Глядя на дверь, он с достоинством поднялся, ожидая, что мы последуем его примеру. Встали и мы.
– когда можно встретиться с миссис Кармели? – спросил Майло.
– Я позвоню вам. – Он подошел к двери и распахнул ее. – Будьте честным до конца, мистер Стерджис. Вы надеетесь отыскать это чудовище?
– Я приложу все силы, мистер Кармели. Нам приходится иметь дело с фактами, а не с надеждой.
– Понимаю... Я не очень-то религиозный человек, в синагогу хожу только тогда, когда этого требуют мои служебные обязанности. Но если после смерти нам уготована новая жизнь, то ее я проведу на небесах. Знаете почему?
– Почему?
– Потому что в аду я уже был.
Глава 8
– Как тебе эта комнатка? – спросил Майло, когда мы спускались в лифте. – Интересно, удостоились ли Горобич с Рамосом чести быть принятыми в его личном кабинете?
– Ты считаешь, что, устанавливая дистанцию между нами, он как бы отдаляет себя и от убийцы?

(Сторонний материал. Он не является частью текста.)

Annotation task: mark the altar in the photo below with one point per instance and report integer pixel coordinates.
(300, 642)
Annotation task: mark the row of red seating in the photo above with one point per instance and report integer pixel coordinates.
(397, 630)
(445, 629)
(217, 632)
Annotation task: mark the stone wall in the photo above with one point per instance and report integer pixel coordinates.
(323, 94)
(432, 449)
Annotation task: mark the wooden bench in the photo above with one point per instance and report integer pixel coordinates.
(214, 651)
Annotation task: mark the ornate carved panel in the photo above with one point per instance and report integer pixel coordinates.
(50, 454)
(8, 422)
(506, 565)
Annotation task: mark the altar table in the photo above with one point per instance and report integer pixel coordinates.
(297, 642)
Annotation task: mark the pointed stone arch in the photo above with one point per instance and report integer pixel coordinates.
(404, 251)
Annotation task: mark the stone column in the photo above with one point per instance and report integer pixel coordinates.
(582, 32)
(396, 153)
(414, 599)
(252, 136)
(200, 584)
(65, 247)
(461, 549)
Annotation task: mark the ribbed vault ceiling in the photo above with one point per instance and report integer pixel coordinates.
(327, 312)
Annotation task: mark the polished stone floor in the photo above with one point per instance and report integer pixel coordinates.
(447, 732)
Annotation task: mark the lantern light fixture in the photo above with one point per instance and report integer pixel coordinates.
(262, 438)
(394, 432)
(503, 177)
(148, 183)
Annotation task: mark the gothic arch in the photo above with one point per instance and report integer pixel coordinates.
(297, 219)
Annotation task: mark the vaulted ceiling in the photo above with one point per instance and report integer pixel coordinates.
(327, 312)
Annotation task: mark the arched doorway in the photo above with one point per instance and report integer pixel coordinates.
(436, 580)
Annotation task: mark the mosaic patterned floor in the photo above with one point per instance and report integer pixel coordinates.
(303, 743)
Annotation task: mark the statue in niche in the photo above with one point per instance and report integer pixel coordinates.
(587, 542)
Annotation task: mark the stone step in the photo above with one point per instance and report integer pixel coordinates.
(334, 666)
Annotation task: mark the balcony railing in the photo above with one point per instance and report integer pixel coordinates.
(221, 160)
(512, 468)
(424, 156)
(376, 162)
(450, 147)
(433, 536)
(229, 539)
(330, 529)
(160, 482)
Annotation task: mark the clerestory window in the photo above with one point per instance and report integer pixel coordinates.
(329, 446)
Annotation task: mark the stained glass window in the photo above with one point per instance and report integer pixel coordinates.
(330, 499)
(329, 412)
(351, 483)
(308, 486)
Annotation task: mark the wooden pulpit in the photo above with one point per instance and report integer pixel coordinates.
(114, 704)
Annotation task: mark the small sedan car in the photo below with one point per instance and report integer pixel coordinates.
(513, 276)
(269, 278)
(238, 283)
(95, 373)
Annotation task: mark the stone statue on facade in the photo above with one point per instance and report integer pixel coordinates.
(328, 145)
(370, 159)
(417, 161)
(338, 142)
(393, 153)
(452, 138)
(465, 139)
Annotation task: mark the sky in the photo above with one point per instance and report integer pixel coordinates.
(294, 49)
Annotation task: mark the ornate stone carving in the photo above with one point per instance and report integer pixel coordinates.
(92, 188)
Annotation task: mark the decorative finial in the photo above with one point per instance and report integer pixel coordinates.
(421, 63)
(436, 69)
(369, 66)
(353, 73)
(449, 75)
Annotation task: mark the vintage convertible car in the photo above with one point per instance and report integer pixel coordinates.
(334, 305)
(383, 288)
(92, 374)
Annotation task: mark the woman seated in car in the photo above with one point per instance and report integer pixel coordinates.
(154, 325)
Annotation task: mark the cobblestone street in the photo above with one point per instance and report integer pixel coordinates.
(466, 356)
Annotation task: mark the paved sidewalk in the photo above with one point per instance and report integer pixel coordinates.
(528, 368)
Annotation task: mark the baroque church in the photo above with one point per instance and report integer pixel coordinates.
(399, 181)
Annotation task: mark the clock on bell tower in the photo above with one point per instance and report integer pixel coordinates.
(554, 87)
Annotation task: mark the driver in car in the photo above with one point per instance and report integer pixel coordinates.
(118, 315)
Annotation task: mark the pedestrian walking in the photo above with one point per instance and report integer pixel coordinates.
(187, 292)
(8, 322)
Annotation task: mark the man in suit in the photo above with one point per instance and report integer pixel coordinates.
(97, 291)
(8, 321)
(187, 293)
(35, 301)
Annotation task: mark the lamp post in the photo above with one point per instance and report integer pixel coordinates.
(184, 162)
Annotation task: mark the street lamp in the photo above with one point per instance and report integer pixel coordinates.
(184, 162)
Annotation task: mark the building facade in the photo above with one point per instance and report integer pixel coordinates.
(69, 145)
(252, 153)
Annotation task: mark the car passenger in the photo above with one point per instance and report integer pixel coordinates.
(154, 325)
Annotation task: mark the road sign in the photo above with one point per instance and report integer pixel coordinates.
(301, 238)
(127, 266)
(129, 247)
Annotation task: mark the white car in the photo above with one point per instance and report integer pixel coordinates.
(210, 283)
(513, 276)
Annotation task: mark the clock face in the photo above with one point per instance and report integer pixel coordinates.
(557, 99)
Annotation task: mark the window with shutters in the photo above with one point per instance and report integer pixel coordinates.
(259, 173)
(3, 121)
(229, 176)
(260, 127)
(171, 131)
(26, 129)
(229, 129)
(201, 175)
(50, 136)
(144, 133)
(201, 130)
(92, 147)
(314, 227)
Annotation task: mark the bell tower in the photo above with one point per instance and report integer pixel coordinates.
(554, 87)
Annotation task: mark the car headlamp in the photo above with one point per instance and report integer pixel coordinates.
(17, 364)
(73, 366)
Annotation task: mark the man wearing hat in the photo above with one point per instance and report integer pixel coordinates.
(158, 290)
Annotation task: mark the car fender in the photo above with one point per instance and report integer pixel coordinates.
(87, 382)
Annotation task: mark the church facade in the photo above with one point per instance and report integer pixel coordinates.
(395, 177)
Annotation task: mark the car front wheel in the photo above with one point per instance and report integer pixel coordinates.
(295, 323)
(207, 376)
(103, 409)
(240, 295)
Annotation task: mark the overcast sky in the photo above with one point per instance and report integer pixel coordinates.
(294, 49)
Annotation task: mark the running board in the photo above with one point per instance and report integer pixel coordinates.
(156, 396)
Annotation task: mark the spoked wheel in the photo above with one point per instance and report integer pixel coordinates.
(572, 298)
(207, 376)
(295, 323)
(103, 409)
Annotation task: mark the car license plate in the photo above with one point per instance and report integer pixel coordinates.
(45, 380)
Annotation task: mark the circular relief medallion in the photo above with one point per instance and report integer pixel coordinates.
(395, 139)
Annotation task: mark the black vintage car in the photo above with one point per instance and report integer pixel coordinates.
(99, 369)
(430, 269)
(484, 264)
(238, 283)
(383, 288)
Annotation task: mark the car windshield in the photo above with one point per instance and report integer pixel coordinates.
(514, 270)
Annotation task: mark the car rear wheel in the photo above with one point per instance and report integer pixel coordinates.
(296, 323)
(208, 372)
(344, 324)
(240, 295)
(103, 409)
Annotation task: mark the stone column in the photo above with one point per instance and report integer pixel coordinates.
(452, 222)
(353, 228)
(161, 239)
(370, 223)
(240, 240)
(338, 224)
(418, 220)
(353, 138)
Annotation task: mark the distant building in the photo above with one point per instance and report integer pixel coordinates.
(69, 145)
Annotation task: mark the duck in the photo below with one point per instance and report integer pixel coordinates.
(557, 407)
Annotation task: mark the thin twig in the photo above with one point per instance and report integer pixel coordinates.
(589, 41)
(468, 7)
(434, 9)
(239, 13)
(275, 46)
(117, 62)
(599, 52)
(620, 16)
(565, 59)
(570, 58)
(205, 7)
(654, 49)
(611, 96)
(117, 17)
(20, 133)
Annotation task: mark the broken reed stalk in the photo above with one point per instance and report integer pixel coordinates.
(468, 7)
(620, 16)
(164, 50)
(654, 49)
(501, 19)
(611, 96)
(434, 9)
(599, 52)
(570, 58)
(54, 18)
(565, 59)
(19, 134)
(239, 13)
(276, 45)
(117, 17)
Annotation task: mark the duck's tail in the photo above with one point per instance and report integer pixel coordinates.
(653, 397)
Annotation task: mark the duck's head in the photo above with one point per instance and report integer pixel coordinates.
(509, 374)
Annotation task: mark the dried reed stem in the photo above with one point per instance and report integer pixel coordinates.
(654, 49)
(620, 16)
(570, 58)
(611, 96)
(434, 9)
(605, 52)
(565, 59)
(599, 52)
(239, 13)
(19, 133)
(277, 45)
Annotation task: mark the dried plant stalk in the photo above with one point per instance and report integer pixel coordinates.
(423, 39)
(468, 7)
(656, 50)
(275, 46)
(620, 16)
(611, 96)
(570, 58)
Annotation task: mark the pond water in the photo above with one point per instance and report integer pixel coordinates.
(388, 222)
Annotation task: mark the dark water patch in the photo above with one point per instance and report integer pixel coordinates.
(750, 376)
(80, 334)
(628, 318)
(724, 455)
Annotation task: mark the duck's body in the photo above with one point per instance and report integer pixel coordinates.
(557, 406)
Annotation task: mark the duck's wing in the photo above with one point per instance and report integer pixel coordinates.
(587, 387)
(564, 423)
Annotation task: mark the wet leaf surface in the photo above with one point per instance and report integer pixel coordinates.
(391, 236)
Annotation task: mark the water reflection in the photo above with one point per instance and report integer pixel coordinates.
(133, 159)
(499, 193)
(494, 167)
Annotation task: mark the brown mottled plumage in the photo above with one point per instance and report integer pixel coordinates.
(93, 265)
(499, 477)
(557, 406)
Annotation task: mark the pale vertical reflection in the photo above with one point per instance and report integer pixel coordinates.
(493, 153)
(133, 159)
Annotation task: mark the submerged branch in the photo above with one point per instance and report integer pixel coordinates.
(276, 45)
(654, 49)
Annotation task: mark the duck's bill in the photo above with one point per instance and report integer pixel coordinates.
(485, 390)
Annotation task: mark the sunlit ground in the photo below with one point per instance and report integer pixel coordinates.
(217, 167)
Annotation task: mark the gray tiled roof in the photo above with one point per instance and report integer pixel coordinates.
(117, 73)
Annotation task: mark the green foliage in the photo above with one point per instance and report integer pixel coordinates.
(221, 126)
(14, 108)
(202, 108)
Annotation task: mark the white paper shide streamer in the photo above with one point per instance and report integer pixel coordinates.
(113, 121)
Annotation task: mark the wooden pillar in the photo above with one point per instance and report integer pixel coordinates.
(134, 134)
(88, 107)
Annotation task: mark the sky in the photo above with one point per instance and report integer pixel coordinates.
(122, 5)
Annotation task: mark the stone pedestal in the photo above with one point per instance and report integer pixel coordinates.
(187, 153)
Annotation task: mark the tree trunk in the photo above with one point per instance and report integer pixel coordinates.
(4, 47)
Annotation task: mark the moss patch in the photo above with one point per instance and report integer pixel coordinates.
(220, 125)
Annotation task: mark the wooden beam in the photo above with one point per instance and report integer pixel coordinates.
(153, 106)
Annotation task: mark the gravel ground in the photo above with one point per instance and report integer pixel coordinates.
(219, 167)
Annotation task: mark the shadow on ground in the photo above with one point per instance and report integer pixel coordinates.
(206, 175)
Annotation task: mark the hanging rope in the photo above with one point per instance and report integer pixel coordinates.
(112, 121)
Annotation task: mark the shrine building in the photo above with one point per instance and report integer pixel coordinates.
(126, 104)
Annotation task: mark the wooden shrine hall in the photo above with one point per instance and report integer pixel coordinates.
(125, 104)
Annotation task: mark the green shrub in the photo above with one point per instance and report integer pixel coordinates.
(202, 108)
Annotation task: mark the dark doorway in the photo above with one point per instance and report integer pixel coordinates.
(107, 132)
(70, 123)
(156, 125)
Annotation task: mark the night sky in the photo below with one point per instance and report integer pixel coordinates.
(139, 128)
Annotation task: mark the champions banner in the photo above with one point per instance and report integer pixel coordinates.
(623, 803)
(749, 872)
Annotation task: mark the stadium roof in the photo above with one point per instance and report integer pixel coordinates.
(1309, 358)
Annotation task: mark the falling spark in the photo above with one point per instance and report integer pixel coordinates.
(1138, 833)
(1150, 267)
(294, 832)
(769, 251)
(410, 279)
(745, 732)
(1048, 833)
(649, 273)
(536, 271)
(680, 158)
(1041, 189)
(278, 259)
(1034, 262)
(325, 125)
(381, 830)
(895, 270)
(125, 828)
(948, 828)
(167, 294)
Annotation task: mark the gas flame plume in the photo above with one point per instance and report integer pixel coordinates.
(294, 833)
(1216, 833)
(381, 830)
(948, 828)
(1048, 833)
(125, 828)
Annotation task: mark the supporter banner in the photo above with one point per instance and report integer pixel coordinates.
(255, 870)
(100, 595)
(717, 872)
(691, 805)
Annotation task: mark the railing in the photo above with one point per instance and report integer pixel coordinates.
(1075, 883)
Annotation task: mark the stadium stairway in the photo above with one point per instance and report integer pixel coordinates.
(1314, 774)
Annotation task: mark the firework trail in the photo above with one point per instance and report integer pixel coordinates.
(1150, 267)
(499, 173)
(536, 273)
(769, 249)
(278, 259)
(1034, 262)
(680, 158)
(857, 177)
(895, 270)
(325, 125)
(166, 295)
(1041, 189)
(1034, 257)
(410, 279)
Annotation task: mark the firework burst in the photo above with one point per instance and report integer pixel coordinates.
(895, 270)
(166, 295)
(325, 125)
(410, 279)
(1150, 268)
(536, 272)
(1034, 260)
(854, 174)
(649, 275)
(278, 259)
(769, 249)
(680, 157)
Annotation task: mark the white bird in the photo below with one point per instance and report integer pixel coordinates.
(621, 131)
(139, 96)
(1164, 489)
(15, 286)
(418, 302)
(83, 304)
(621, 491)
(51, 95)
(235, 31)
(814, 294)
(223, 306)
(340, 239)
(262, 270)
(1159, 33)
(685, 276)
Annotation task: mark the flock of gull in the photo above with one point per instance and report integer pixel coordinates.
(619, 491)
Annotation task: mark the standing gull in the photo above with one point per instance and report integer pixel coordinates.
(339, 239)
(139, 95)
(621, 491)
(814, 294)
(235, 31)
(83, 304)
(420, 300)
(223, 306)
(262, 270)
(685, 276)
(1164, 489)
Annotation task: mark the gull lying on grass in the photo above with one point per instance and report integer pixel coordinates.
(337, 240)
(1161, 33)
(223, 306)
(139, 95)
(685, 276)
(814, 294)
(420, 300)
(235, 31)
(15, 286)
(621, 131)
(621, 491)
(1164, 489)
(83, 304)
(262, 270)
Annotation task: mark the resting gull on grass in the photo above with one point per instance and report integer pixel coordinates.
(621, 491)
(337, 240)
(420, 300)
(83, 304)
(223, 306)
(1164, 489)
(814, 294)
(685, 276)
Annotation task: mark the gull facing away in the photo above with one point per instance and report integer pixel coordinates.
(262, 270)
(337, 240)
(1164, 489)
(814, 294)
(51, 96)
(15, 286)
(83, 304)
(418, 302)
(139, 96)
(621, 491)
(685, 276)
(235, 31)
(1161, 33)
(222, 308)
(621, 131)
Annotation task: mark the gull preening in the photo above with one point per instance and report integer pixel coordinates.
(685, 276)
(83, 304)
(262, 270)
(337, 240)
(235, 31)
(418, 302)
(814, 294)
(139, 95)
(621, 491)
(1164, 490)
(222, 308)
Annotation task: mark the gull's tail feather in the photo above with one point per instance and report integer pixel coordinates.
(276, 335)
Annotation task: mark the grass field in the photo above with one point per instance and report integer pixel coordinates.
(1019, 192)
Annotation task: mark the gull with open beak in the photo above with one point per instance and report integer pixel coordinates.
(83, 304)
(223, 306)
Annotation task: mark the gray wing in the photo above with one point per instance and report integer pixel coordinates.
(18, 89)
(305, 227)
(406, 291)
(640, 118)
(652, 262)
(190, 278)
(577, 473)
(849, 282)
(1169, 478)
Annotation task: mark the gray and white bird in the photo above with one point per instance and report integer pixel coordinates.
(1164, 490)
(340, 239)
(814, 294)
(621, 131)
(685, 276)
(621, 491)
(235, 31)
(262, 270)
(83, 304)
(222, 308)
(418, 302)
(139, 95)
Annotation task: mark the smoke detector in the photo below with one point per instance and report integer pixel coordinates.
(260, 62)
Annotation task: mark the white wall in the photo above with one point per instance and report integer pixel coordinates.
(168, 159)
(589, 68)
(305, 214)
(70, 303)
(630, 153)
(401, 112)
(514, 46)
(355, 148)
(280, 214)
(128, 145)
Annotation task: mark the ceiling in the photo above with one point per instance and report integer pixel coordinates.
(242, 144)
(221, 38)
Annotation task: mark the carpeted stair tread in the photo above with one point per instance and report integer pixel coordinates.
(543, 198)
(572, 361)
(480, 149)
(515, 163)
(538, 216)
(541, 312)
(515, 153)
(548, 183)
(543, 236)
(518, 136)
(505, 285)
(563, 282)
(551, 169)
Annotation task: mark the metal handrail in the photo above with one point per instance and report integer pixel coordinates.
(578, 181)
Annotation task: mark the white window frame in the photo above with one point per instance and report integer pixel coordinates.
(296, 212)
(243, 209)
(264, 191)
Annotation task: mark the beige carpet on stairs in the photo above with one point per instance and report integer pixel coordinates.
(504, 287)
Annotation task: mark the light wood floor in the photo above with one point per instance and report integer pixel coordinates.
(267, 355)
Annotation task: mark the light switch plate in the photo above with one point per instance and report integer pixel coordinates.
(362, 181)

– Дистанция немало значит для него.
– И ты винишь его за это? Потерять дочь – само по себе тяжкое испытание, не стоит приплетать сюда издержки профессии. Я уверен: политический аспект он, как, вероятно, и все консульство, продумали с самого начала. К выводу о том, что политика здесь роли не играет, они пришли сообща. Как ты уже говорил, в противном случае люди вели бы себя совсем по-другому. Подтверждением тому – упоминание Кармели о террористах, которые стремятся привлечь к себе внимание общественности. Но это же относится и к антитеррористической деятельности: дай людям знать. Если кто-то угрожает жизни твоего ребенка – не мешкай с отпором и обеспечь себе понимание и поддержку общества. И еще: поведение Кармели свидетельствует о том, что рана его все еще кровоточит. Ему дико больно, Майло. Он мечется в поисках ответов.
Майло нахмурился.
– А мы не дали ему ни одного. Липший повод для неприязни к Управлению.
– Что ты имеешь в виду?
– Его болтовню о том, что он уже как-то имел с нами дело. Кто-то, видно, наступил ему на хвост с парадами или еще чем-нибудь. Продолжая аналогию с бейсболом, можно сказать, что Кармели обошел меня на два очка.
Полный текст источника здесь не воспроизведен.